It sounds reasonable. But carrying it out would be a disaster.
In wallets created before 2013, about 1.7 million bitcoins lie dormant. These wallets came into being before seed phrases appeared. There is no recovery method. Once frozen, they will disappear forever. This also includes the 1.1 million bitcoins held by Satoshi Nakamoto, the founder.
But what if no one does anything? By the 2030s, when quantum computers become real, hackers could break the existing cryptographic system and dump 7 million bitcoins onto the market all at once. This is a scenario that would shake the very foundation of Bitcoin’s continued existence.
There are only two choices: either you seal off these 1.7 million coins yourself, or you hand 7 million coins over to the hackers. Mathematically speaking, the answer is already obvious.
Even so, the community hesitates. And there is a reason for that.
Satoshi’s wallet is more than just money. It is the origin of the Bitcoin experiment, and a symbol of unwritten rules. No governing authority, no group of developers can touch it—this belief supports Bitcoin’s sense of identity. Having developers reach consensus to freeze wallets is not a technical measure; it is a self-denial of the myth of decentralization.
The irony here grows even sharper. At its root, Satoshi’s design philosophy was to block any intervention by centralized power—a system in which even nations, banks, and developers cannot change the rules. This is not a bug; it is a feature. And yet today, we are calmly discussing a plan in which developers freeze wallets and force migrations.
Looking back, Bitcoin has long since drifted away from its original design. Anonymity is gone. Bitcoin has become the most tightly tracked system among existing financial networks. Accessibility has also collapsed. KYC (know your customer), centralized exchanges, and reliance on banking infrastructure have become standard practice. Tokens that market themselves as privacy-focused have been systematically driven out of the market. At the level of essence rather than form, today’s Bitcoin has already undergone multiple hard forks from Satoshi’s Bitcoin.
Governance is harder than technology.
Bitcoin’s resistance to hard forks is not just a matter of inertia. It is a core attribute that preserves people’s trust in a “neutral, rules-based system.” A hard fork that includes freezing Satoshi’s wallet would require broad consensus across the community. Yet Bitcoin’s decentralized structure is precisely designed to make it difficult to reach that kind of consensus. It is a trap it set for itself.
So time becomes the key variable. It is necessary to secure enough time for thorough discussion before the quantum threat becomes real. Only then can consensus be guided rationally beyond fear. The later the discussion, the fewer options remain, and the more bluntly decisions will be made.
Survival comes before myth.
Bitcoin is now at a crossroads of narrative: to protect the myth of Satoshi, or to choose the survival of the network?

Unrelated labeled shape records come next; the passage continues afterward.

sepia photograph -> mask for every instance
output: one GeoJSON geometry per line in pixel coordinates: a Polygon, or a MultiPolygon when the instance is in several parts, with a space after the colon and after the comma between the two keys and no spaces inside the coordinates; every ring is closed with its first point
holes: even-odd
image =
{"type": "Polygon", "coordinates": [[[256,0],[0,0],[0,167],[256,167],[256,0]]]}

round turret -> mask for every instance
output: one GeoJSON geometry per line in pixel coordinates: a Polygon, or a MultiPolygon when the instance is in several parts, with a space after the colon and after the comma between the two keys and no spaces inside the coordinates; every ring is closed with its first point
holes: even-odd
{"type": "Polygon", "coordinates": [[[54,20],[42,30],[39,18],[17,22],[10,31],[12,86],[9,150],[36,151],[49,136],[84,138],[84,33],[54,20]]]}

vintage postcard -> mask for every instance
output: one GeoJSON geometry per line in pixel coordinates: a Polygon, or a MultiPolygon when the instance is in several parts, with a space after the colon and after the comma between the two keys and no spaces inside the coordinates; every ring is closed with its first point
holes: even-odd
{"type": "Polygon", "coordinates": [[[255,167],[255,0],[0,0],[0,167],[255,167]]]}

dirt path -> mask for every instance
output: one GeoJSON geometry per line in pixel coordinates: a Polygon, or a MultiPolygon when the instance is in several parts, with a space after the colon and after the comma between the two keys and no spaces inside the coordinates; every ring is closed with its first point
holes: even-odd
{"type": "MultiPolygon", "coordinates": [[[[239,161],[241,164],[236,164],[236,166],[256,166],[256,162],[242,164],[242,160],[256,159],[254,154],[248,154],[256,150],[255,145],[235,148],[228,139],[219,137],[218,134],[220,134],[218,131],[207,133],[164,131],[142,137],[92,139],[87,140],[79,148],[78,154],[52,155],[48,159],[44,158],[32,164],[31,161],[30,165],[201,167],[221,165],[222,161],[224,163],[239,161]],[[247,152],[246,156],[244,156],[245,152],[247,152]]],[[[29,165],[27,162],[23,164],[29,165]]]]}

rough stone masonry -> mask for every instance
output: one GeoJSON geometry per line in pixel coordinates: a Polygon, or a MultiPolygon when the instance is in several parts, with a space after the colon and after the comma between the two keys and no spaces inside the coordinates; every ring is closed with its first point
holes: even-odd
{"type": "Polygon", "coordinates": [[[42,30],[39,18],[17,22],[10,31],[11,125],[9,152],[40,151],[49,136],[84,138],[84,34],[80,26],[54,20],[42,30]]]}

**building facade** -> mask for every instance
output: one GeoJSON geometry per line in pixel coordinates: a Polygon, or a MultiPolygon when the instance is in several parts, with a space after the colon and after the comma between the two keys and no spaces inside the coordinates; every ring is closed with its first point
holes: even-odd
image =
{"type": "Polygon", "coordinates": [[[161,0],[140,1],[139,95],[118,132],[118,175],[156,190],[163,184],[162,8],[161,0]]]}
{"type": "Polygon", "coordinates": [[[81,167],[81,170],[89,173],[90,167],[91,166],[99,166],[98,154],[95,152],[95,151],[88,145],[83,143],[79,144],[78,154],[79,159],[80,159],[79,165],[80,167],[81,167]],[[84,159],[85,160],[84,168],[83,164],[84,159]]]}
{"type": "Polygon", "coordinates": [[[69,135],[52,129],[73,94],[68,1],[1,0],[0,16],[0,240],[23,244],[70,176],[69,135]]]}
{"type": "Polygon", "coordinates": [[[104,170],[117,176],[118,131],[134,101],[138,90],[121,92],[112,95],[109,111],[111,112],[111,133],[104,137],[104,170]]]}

I understand that touching an old wallet feels like blasphemy against a divine being. But emotion cannot stop quantum computers. When the quantum threat becomes real, the only way to prevent market confidence from evaporating is to safeguard the collective liquidity.
Waiting for Satoshi to awaken is no longer an answer. The real question lies elsewhere: even if Satoshi appeared right now, who would actually listen to what he says?
If Bitcoin wants to protect itself, it needs the courage to let go of the myth—even if that means sealing the founder’s wallet forever.